Understanding pension tax relief

3 min read


If you don’t quite get pension tax relief, you’re not alone, but it pays to make the most of it.

The government encourages pension saving by giving tax incentives, making tax relief one of the major benefits of saving into a pension.

How does it work?

If you’re a basic rate taxpayer you can essentially contribute £100 into your pension for just £80. This means when you pay into your pension from your pay packet or make a single contribution, you’ll get a boost from the government in the form of tax relief.

And the more you pay into your pension, the more help you’ll get.

For example, if you pay basic rate tax:

You pay Tax relief added as a boost to your contribution Total contribution added to your pension plan
£80 £20 £100
£160 £40 £200
£240 £60 £300

If you pay a higher or additional rate of income tax you could benefit from additional tax relief which you can claim from HM Revenue & Customs (HMRC). Tax relief can change and depends on your individual circumstances and where you live in the UK.

Know your limits

Governments have tried to limit these benefits and there’s both an annual limit on how much you can contribute to a pension and qualify for tax relief, and a lifetime limit on the total pot that can be built up with the benefit of tax relief. If you go over these limits, you’ll have to pay a tax charge. The annual allowance is £40,000 per year and the lifetime allowance is £1,073,100 for the 2022/23 tax year. There are other limits to be aware of too such as the money purchase annual allowance and the tapered annual allowance. You can find out more about them in our Tax relief - know your limits article.

These may sound like big numbers, but it would be wrong to say these limits only concern the wealthy.
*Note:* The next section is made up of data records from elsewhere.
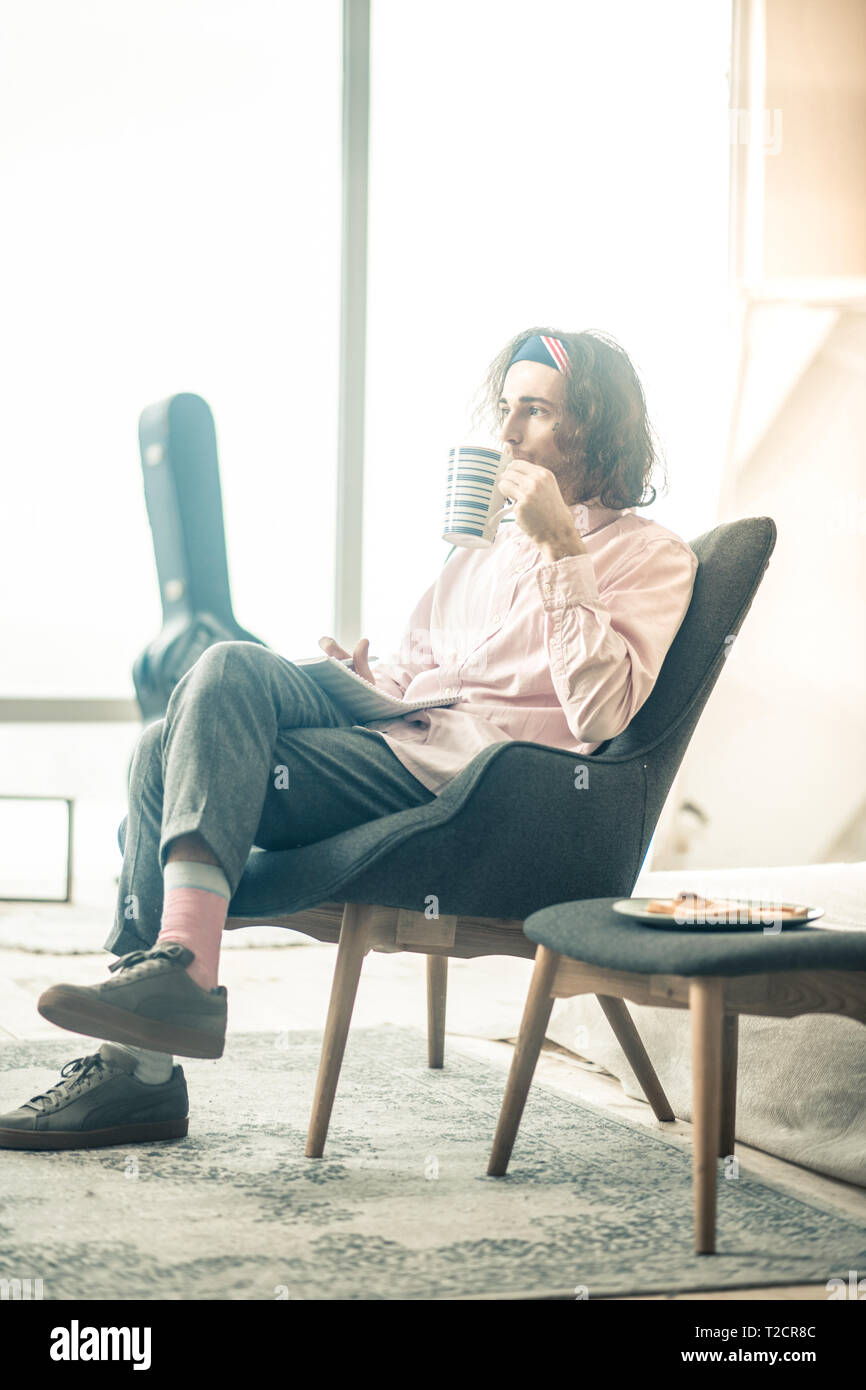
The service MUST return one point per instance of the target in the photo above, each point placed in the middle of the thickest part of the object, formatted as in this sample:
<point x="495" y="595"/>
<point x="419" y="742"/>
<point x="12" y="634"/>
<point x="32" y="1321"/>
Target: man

The reality is that more and more people are being captured by these limits – for instance, people who may have had long service in a final salary scheme could find themselves breaching them.

Don’t miss out

If you’re getting close to either of these limits, it’s tempting to stop paying into your pension in an attempt to avoid a tax charge. However, this might not always be the best thing to do, as you could potentially miss out on many benefits by stopping contributions. For instance, you may miss out on large employer contributions that could really boost your income in retirement.

In addition, people in danger of breaching their annual allowance may worry about having enough money to pay the tax charge. However, there are instances where the scheme will pay the charge for you.

We've written a guide, Why saving beyond pension tax relief limits might not be a bad idea, which highlights some of the key things to think about when making this decision.

Seeking advice

It’s important to note that paying an annual or lifetime allowance charge is not an inherently bad thing. It isn’t a punishment for bad behaviour and it certainly isn’t a sign that you’ve done something unlawful. It’s merely a way for HMRC to claw back overpaid tax relief. As a result, avoiding the charge shouldn’t necessarily be your default position and you should think carefully about whether stopping contributions to avoid the charge or staying in the scheme and paying the charge will leave you better off in the long term.

These are complex issues that can have long-term effects on your financial wellbeing, so it’s a good idea to speak to an independent financial adviser before making a decision. They’ll go through your individual situation and advise you of the best way to proceed. Advisers may charge for their services – but they should agree any fees with you up front.